Although he generally hewed to a liberal line after his 1974 election, Brown was often willing to bend ideology for political advantage, a tendency that some called “flakiness.”
Most famously, prior to the 1978 election in which voters enacted Proposition 13, the landmark property tax limit, Brown denounced it as a “consumer rip-off” but afterward, he abruptly changed his tune, declared himself to be a “born-again tax cutter” and championed a big state tax cut.
Brown claimed virtue in his pirouettes. “Nothing in life is so rigid that there aren’t developments,” he said at one point. “That’s true in politics. That’s true in theology. That’s true in personal relations. And for those small minds that slavishly adhere to foolish consistency, their irrelevance is their best reward.”
Brown revived his political career a decade ago by becoming mayor of Oakland, climbed another rung up the ladder in 2006 by being elected attorney general and now is the unchallenged Democratic candidate for governor next year.
If elected, he would be exactly twice as old as he was in 1974. But, he may be even more inconsistent now – and it’s driving left-wing Democrats nuts.
When Brown was running for attorney general in 2006, he was critical of a lawsuit that then-AG Bill Lockyer had filed against automakers, accusing them of illegally selling cars that contribute to global warming.
Brown, in a newspaper interview, suggested that the Lockyer suit was “speculative” rather than good law, and doubted whether a “causation” link between cars and a diminished snowpack in the Sierra could be proved. But as soon as he was elected, Brown shifted sharply, calling it “a solid case and we’re going to pursue it vigorously.”
As AG, Brown adopted global warming as his cause, suing or threatening to sue local governments that didn’t adopt land use and transportation policies to his liking. More lately, however, he has edged toward the political center, saying that state regulation has become too intrusive.

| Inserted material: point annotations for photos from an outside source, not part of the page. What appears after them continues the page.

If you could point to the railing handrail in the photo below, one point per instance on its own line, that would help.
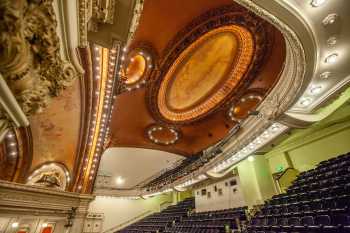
(132, 220)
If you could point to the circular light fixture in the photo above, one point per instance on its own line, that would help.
(317, 3)
(315, 89)
(238, 111)
(305, 102)
(329, 19)
(153, 129)
(136, 67)
(332, 41)
(325, 75)
(120, 180)
(331, 58)
(14, 224)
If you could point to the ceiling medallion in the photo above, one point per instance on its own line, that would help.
(210, 62)
(163, 135)
(50, 175)
(244, 107)
(136, 67)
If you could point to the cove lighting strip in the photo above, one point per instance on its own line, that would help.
(191, 182)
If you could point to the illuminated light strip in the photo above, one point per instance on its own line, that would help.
(157, 193)
(191, 181)
(272, 132)
(104, 75)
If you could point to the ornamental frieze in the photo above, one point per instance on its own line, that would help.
(30, 59)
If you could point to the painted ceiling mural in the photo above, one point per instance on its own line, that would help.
(193, 75)
(185, 82)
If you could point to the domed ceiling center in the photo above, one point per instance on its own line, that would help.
(202, 70)
(205, 73)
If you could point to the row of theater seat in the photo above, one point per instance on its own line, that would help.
(178, 218)
(158, 222)
(318, 201)
(210, 222)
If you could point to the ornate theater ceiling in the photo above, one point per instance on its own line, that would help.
(190, 78)
(208, 80)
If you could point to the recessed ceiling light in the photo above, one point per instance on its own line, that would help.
(331, 58)
(329, 19)
(325, 75)
(332, 40)
(315, 89)
(305, 102)
(120, 180)
(317, 3)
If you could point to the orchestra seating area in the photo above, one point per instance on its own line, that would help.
(318, 201)
(210, 222)
(178, 218)
(159, 221)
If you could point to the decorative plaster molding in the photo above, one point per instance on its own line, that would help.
(279, 100)
(19, 198)
(135, 20)
(31, 62)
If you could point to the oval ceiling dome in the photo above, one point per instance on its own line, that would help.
(205, 73)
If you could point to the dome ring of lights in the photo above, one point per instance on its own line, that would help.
(163, 135)
(177, 93)
(136, 67)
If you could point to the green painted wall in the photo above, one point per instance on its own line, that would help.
(256, 180)
(249, 183)
(307, 147)
(303, 150)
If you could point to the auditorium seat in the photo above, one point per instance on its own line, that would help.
(318, 201)
(178, 218)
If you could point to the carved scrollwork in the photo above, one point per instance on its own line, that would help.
(30, 58)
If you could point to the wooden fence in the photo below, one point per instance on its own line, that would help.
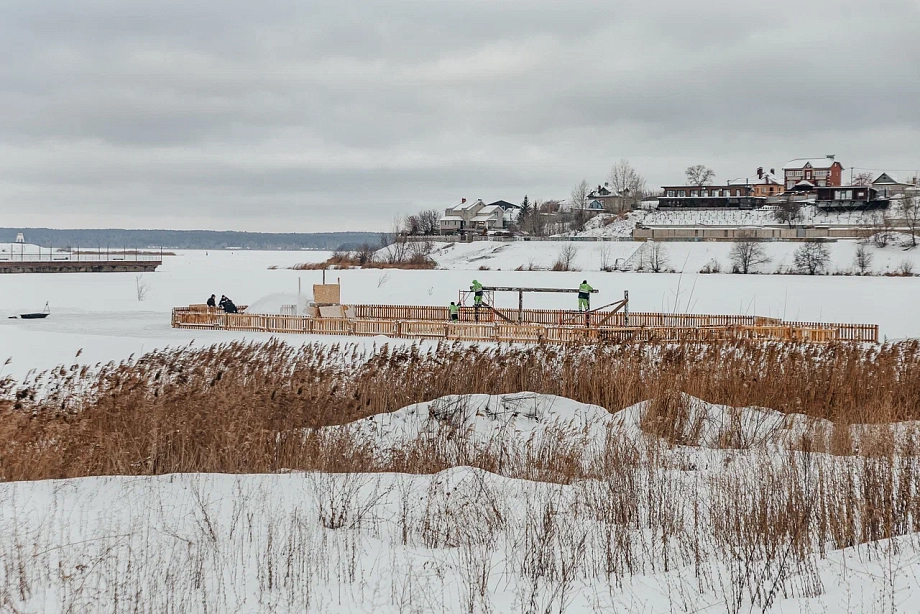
(640, 327)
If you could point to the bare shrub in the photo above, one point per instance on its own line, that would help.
(788, 212)
(747, 254)
(658, 258)
(863, 259)
(811, 258)
(566, 258)
(712, 266)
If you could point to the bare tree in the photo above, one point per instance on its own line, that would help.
(429, 222)
(812, 258)
(910, 210)
(747, 254)
(365, 254)
(142, 287)
(658, 257)
(627, 183)
(882, 231)
(700, 175)
(789, 213)
(411, 226)
(393, 244)
(580, 195)
(606, 265)
(863, 259)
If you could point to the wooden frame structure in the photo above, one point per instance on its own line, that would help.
(535, 325)
(489, 300)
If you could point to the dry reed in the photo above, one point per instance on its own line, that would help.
(244, 407)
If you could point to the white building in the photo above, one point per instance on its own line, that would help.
(471, 217)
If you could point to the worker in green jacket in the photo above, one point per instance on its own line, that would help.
(476, 288)
(584, 296)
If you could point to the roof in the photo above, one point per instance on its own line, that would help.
(467, 205)
(504, 204)
(887, 179)
(483, 218)
(767, 179)
(824, 162)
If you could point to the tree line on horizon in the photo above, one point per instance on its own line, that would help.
(116, 239)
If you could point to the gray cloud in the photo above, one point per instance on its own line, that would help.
(283, 115)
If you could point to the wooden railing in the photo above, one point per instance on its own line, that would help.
(640, 327)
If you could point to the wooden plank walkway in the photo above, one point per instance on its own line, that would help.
(549, 326)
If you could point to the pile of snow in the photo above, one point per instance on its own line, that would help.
(509, 421)
(459, 540)
(490, 420)
(278, 302)
(607, 225)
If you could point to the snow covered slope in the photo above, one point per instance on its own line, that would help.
(657, 533)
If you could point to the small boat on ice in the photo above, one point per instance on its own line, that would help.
(35, 316)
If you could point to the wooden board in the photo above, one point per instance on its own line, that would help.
(327, 293)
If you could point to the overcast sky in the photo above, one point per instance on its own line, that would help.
(315, 116)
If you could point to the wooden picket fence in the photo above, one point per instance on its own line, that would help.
(547, 326)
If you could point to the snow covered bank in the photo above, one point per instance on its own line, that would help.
(678, 256)
(664, 529)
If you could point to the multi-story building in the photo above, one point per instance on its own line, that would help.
(740, 195)
(471, 217)
(818, 172)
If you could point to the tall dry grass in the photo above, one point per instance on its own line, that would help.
(245, 407)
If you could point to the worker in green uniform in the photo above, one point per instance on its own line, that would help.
(476, 288)
(584, 296)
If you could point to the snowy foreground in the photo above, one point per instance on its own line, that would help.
(650, 536)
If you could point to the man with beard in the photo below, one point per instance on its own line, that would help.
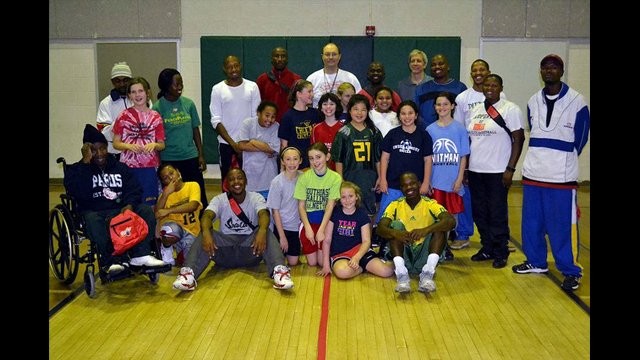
(114, 103)
(276, 83)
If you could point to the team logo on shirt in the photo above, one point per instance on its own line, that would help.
(406, 147)
(445, 152)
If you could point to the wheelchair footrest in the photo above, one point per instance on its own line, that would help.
(150, 269)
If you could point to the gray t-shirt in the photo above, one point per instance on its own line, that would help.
(229, 222)
(281, 198)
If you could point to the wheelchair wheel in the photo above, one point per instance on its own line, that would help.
(64, 251)
(90, 282)
(154, 278)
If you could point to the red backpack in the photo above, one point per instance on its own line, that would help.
(127, 230)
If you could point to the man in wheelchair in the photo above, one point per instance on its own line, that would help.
(103, 188)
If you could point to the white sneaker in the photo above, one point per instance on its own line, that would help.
(426, 283)
(167, 255)
(185, 280)
(403, 284)
(115, 269)
(282, 278)
(146, 260)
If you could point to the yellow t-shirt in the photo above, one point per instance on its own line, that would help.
(424, 214)
(189, 221)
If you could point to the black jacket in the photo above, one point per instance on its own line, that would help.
(95, 190)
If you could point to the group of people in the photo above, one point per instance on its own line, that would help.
(362, 163)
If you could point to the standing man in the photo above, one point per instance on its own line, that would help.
(559, 120)
(464, 102)
(426, 93)
(329, 78)
(376, 75)
(232, 100)
(114, 103)
(276, 84)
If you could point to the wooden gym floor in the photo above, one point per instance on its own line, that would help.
(477, 312)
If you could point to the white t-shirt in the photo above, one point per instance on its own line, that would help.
(490, 143)
(259, 167)
(229, 222)
(230, 105)
(323, 83)
(465, 101)
(281, 199)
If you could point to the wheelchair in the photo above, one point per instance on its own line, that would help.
(66, 233)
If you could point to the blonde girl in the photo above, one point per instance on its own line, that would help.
(317, 191)
(347, 246)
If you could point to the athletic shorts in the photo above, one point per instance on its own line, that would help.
(293, 238)
(347, 255)
(307, 246)
(450, 200)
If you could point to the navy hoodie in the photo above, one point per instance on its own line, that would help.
(96, 190)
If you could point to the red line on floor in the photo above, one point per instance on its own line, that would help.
(324, 317)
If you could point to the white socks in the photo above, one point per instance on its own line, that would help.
(398, 261)
(432, 261)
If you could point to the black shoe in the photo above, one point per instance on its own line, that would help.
(481, 256)
(570, 283)
(448, 255)
(499, 263)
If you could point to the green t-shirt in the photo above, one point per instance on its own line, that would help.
(179, 118)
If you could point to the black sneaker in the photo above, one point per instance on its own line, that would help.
(570, 283)
(481, 256)
(499, 263)
(526, 268)
(448, 255)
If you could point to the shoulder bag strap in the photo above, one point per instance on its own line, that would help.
(495, 115)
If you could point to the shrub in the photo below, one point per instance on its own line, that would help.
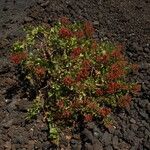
(81, 76)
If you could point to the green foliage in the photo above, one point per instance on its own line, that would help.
(84, 76)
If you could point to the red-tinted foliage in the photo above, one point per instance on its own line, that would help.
(40, 71)
(83, 74)
(113, 87)
(79, 34)
(104, 111)
(66, 113)
(99, 92)
(18, 57)
(65, 33)
(87, 118)
(75, 52)
(102, 59)
(65, 20)
(86, 64)
(68, 81)
(124, 101)
(116, 71)
(60, 104)
(94, 45)
(135, 67)
(88, 29)
(136, 89)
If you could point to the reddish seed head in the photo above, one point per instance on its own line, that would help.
(86, 64)
(75, 52)
(104, 111)
(79, 34)
(94, 45)
(65, 33)
(136, 89)
(99, 92)
(65, 20)
(68, 81)
(60, 104)
(66, 113)
(103, 59)
(135, 67)
(88, 29)
(40, 71)
(83, 74)
(87, 118)
(124, 101)
(113, 87)
(18, 57)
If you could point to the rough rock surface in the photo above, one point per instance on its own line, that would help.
(124, 21)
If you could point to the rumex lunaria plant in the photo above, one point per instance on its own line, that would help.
(84, 77)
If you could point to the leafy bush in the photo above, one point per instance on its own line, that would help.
(81, 76)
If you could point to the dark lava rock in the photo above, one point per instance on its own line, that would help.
(106, 139)
(8, 124)
(115, 142)
(28, 19)
(75, 144)
(109, 147)
(88, 135)
(46, 145)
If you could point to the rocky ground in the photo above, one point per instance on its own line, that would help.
(124, 21)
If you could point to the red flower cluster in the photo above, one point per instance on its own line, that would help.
(66, 113)
(103, 59)
(68, 81)
(116, 71)
(94, 45)
(60, 104)
(79, 34)
(82, 74)
(135, 67)
(65, 33)
(40, 71)
(18, 57)
(104, 111)
(86, 64)
(117, 54)
(124, 101)
(113, 87)
(99, 92)
(75, 52)
(85, 70)
(87, 118)
(136, 88)
(88, 29)
(64, 21)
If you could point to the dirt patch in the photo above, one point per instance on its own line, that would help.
(127, 22)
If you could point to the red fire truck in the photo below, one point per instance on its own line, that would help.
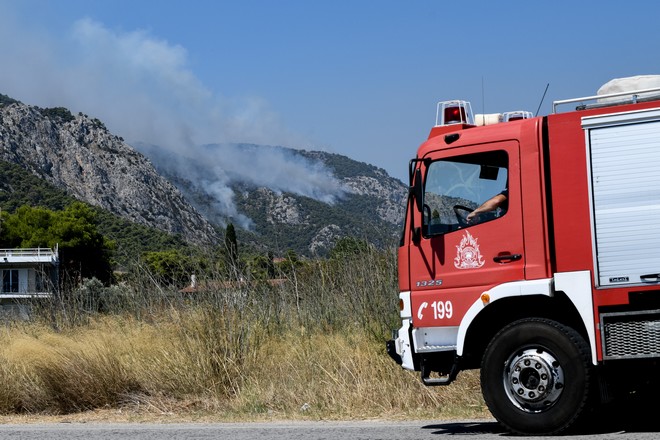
(531, 250)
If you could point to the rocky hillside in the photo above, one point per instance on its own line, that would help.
(312, 199)
(367, 204)
(79, 155)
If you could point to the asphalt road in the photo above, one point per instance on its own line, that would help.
(474, 430)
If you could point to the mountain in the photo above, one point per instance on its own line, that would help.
(279, 198)
(78, 154)
(356, 199)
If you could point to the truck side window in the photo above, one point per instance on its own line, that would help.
(456, 187)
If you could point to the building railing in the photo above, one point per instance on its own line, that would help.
(27, 252)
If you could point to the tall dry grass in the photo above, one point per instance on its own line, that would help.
(311, 347)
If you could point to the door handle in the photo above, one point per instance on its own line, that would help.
(506, 258)
(650, 278)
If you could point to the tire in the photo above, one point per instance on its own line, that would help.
(536, 376)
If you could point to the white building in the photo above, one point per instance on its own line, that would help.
(27, 274)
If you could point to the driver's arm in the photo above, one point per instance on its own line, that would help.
(489, 205)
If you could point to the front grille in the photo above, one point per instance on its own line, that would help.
(630, 335)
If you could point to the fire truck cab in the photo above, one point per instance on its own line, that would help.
(531, 250)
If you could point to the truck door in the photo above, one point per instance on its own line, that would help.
(457, 258)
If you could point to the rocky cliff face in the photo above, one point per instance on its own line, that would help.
(182, 196)
(78, 154)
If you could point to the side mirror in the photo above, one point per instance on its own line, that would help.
(416, 189)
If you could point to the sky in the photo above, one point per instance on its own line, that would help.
(355, 77)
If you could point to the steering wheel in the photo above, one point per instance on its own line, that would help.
(461, 214)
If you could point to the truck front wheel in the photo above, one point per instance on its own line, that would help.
(536, 376)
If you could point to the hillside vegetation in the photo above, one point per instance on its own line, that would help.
(308, 347)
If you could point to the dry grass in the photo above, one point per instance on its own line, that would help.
(310, 348)
(140, 370)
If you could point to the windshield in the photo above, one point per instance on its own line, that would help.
(456, 187)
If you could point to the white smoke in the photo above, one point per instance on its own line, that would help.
(143, 90)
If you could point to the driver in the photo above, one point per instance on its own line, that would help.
(497, 201)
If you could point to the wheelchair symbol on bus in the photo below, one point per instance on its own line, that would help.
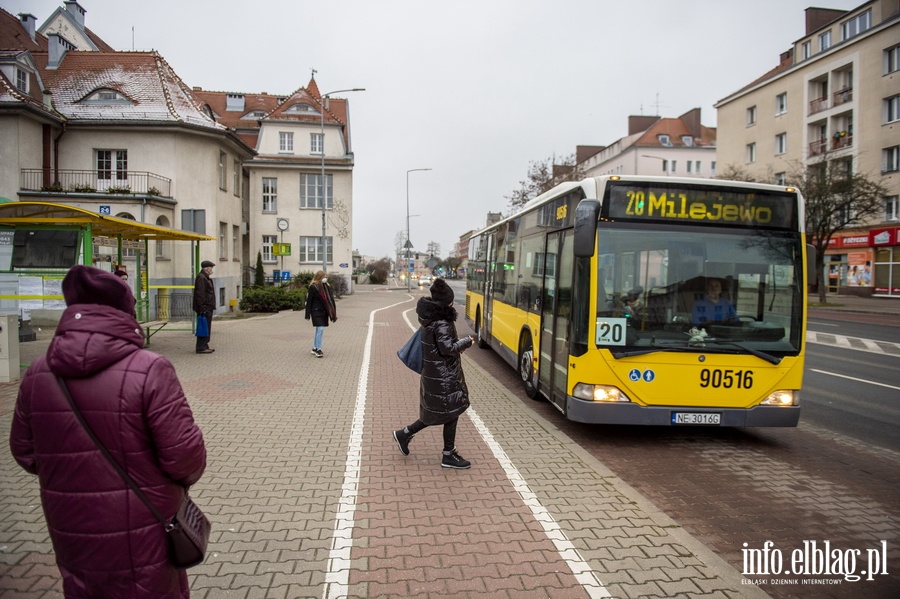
(636, 375)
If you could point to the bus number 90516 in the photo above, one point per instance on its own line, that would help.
(740, 379)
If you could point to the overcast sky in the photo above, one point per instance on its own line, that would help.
(473, 89)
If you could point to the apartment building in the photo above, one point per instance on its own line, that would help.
(834, 95)
(120, 133)
(680, 147)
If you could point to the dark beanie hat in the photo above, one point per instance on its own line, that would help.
(88, 285)
(441, 292)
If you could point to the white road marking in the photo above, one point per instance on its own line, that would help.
(853, 378)
(337, 574)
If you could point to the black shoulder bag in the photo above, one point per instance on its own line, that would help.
(187, 531)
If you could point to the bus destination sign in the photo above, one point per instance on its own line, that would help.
(684, 204)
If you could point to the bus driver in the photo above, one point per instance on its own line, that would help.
(713, 307)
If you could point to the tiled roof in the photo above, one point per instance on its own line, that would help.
(248, 129)
(157, 94)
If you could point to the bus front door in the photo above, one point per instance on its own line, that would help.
(556, 309)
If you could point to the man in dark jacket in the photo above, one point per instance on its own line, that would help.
(205, 304)
(106, 542)
(443, 395)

“We are moving every year to add more and more legal prescription to our lives, to our organizations, to our businesses and how we all function,” he said in a recent speech, without a trace of irony about his own regulatory activism. “We’re overlaid with too many rules.”
At another point, Brown rejected tax increases, sounding like a born-again Republican. “As a candidate, if you even peep about a tax, you’re dead,” he said. “We’ve got to downsize government to the maximum degree. We’ve got to make it efficient and bring it to the community.”
Judging from comments on blogs such as Calitics, Brown’s new centrism is creating much angst in the leftist “netroots” faction of his party, whose young adherents have no memory of Brown’s erratic first governorship. It’s all rather amusing.